The Securities and Exchange Commission has sanctioned Scottsdale, Ariz.-based JDA Software Group Inc. for having inadequate internal controls, resulting in misstated revenues.
JDA agreed to settle the commission’s charges for a $750,000 penalty.
An SEC investigation found that the company failed to properly recognize and report revenue from certain license agreements it sold to customers, because its internal controls failed to consider information needed to determine a critical component of revenue recognition for software companies.
Companies must be able to demonstrate this component known as “vendor specific objective evidence of fair value” or VSOE when determining the fair value of certain services related to a software license agreement, and if they can’t, they can’t immediately recognize all of the revenue from that agreement.

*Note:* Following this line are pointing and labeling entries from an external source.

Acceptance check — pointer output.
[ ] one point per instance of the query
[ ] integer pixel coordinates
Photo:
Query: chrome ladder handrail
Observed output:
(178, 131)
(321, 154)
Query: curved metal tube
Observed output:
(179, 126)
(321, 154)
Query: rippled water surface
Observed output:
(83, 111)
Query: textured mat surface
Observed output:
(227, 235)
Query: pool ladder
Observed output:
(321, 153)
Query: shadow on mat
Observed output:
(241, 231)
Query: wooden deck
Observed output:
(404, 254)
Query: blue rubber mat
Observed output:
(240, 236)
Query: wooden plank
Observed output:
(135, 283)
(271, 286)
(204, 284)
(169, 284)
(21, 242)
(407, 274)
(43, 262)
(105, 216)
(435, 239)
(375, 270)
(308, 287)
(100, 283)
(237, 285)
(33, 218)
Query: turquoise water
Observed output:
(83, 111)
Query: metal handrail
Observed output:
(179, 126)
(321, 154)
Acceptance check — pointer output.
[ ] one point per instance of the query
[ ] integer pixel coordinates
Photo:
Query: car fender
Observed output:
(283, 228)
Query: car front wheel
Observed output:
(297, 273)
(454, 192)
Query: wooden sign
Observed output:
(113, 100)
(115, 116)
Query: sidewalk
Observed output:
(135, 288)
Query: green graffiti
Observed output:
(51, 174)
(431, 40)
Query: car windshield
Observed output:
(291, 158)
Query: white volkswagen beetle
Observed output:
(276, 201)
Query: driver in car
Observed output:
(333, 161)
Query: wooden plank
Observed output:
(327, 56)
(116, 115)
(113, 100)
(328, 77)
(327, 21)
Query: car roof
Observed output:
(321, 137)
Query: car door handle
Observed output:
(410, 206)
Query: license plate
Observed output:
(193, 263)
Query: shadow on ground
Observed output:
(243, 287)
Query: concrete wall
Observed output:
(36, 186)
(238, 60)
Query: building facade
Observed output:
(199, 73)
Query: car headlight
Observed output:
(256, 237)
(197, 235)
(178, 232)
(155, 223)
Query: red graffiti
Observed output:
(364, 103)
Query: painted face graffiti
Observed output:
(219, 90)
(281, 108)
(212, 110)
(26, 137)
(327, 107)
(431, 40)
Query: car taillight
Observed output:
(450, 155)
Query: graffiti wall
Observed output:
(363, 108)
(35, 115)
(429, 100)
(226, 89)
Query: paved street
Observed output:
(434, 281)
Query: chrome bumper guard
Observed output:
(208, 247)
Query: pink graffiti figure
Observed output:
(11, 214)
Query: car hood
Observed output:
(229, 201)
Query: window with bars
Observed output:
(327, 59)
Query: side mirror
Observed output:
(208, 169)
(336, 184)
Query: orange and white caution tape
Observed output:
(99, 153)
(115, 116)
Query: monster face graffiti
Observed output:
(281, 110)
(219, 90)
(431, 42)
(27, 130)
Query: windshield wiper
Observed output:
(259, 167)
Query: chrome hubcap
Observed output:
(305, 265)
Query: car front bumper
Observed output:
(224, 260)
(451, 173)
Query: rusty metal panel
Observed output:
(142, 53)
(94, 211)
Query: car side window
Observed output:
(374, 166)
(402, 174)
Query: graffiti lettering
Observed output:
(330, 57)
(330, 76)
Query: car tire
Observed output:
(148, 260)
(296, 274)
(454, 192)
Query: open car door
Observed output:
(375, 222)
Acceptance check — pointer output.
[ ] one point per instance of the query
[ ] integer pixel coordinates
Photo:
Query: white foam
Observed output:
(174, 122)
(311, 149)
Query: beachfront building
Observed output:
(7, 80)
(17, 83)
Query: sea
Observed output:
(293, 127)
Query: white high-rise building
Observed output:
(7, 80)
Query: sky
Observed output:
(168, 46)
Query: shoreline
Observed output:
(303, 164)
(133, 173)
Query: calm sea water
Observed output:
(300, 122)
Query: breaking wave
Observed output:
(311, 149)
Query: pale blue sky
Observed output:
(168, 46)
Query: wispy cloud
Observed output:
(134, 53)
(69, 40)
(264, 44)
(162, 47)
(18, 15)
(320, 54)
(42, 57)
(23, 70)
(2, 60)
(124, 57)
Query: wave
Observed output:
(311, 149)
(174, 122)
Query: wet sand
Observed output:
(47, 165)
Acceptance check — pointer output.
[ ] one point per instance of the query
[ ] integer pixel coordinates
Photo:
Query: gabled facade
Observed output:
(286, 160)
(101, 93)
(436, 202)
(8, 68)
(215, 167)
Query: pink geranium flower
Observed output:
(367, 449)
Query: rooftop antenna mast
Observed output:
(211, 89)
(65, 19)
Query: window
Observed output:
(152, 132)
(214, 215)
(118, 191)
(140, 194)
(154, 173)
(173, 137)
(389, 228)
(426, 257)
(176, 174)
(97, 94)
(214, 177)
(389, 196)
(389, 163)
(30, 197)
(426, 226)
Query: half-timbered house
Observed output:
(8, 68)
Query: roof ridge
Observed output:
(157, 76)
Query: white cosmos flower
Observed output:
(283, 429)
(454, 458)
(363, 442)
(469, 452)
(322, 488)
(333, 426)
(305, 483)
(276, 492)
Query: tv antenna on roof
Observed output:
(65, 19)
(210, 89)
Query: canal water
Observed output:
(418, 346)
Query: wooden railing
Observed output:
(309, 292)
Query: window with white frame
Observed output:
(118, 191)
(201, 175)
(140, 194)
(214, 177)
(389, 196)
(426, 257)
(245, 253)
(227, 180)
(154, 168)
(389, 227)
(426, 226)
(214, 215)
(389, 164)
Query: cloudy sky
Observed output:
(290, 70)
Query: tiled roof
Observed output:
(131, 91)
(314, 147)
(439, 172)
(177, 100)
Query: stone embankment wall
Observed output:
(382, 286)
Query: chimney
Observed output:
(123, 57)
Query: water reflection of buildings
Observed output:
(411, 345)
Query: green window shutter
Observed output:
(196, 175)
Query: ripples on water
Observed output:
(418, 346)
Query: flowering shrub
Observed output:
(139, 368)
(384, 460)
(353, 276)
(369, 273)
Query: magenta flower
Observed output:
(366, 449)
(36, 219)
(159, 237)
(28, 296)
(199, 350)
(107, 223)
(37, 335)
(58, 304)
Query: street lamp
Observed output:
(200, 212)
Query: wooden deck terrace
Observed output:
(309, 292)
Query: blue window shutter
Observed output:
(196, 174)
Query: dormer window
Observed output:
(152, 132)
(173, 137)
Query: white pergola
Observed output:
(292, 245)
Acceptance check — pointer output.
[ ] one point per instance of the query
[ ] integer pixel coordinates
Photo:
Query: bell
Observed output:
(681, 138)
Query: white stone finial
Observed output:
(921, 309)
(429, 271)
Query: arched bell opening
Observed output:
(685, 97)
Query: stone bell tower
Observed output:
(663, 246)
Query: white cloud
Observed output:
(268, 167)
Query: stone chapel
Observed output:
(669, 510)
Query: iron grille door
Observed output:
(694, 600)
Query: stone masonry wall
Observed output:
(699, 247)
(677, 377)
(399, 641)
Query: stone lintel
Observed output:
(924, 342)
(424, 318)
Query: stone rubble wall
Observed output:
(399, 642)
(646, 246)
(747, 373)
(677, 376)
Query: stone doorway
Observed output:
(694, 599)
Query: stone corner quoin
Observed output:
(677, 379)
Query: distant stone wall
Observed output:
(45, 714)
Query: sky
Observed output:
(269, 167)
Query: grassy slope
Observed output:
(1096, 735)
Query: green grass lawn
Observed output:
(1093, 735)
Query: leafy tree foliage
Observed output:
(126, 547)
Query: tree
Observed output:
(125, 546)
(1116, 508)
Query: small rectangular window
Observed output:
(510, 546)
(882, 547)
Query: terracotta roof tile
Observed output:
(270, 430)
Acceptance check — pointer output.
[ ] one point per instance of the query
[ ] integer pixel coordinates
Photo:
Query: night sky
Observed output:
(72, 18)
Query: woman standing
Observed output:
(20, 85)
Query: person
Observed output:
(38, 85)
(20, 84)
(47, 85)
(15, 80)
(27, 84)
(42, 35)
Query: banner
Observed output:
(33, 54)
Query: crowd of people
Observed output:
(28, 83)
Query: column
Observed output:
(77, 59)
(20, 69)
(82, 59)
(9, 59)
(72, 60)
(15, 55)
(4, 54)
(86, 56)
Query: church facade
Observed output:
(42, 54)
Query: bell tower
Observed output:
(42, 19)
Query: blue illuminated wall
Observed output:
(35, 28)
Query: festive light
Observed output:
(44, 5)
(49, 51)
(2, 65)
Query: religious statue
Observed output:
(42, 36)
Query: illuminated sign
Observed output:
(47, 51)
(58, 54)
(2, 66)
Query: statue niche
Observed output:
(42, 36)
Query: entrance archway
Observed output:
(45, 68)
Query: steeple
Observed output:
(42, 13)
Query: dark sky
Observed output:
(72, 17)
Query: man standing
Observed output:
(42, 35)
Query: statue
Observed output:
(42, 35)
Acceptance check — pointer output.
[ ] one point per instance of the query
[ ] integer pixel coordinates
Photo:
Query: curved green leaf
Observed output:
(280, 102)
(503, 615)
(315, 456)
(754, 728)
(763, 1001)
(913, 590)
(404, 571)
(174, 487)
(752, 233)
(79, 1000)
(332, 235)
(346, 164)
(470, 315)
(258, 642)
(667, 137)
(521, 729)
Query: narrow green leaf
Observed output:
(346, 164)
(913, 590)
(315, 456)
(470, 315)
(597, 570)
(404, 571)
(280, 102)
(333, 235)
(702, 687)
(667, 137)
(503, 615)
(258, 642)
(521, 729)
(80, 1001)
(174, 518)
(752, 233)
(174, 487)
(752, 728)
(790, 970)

The SEC found that JDA’s internal controls surrounding VSOE were inadequate in several ways, including:
- The company lacked adequate revenue recognition policies and procedures and failed to identify all service-related contracts needed for VSOE testing to determine the fair value of certain services.
- It did not have sufficient internal accounting controls to determine whether a software license agreement and related services contract were linked to each other.
As a result of these internal control failures, some of JDA’s financial statements for 2008, 2009, 2010, and 2011 were materially misstated. JDA restated those financial statements in August 2012, reporting that it had overstated its revenue for fiscal year 2010 by 4 percent and overstated EBITDA by approximately 18 percent. In connection with the restatement, JDA identified control deficiencies that constituted a previously undisclosed material weakness in its internal control over financial reporting related to revenue recognition.